Sliding each foot a centimeter above the floor and placing it back down with exaggerated care, she made her way along the short length of hall and around the corner into the living room, senses straining. Over the last few months she'd started to believe that, while the retinitis pigmentosa had robbed her of any semblance of night sight, sound and smell were beginning to compensate. The proof would be in the pudding; although she knew the streetlight outside the bay window provided a certain amount of illumination in spite of the blinds and the apartment never actually got completely dark, as far as her vision was concerned, she might as well be wearing a padded blindfold.
Well, not quite a blindfold. Even she couldn't miss the blob of light that had to be the television flickering silently against the far wall. She stopped, weapon ready, cocked her head, and got a whiff of a well known after-shave mixed with... cheese?
The sudden release of tension almost knocked her over.
"What the hell are you doing here at this hour, Celluci?"
"What does it look like?" the familiar voice asked mockingly in turn. "I'm watching an incredibly stupid movie with the sound off and eating very stale taco chips. How long have you had these things sitting around, anyway?"
Vicki groped for the wall, then walked her fingers along it to the switch for the overhead light. Blinking away tears as her sensitive eyes reacted to the glare, she gently lowered her purse to the floor. Mr. Chin, downstairs in the first floor apartment, wouldn't appreciate being woken up by twenty pounds of assorted bric-a-brac slamming into his ceiling.
Detective-Sergeant Michael Celluci squinted up at her from the couch and set the half-empty bag of taco chips to one side. "Rough night?" he growled.

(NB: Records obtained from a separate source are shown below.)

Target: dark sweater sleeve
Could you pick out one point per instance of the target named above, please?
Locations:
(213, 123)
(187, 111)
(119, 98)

Yawning, she shrugged out of her jacket, tossing it over the back of the recliner. "Not really. Why?"
"Those bags under your eyes look more like a set of matched luggage." He swung his legs to the floor and stretched. "Thirty-two just doesn't bounce back the way thirty-one used to. You need more sleep."
"Which I had every intention of getting," she crossed the room and jabbed a finger at the television control panel, "until I came home to find you in my living room. And you haven't answered my question."